Commitment to the church

Mitchell suggested churches consider changing the name of the day too, if they would prefer. Members of the Baby Boomer generation, of which Mitchell says she’s a part, aren’t always a fan of being called “senior adults,” she explained.

Some churches might call it something else, like Legacy Sunday or Day of Gratitude.

“The significance is that older adults are appreciated for their service and commitment to the church body,” Mitchell said.

Hoomes agreed. 

“We all stand on tall shoulders when we think of where we are in life,” he said. “And when we think of leaders we have known some senior adult comes to mind. Maybe that person was a parent, a grandparent or a Sunday School teacher.”

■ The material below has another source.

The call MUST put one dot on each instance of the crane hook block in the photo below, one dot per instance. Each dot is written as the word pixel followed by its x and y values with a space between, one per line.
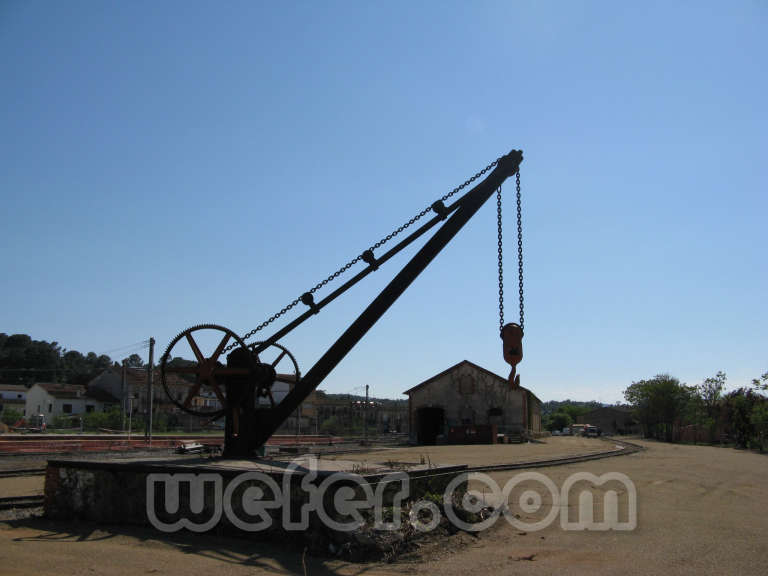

The day is a way of thanking them for leading their church to Jesus, Hoomes said. First, Montgomery, holds its special service every year on the third Sunday in May, and in addition to having a recognition time they involve the church’s senior adult choir and ask older members to be the soloist and deacon of the day.

Eloise Crossley, senior adult director for First Baptist Church, Jacksonville, says they do something similar — they have a senior adult choir lead worship and they put flowers in the sanctuary to honor legacy adults who have passed away.

They also host a banquet and entertainment to honor their church’s senior adults.

“Senior adults have worked in God’s kingdom work for a long time,” Crossley said. “Some senior adults are deacons, teachers and ushers, and some serve on many committees of the church or work with Gideons, Sav-A-Life or Meals on Wheels. They are still our strong workers for Kingdom work.”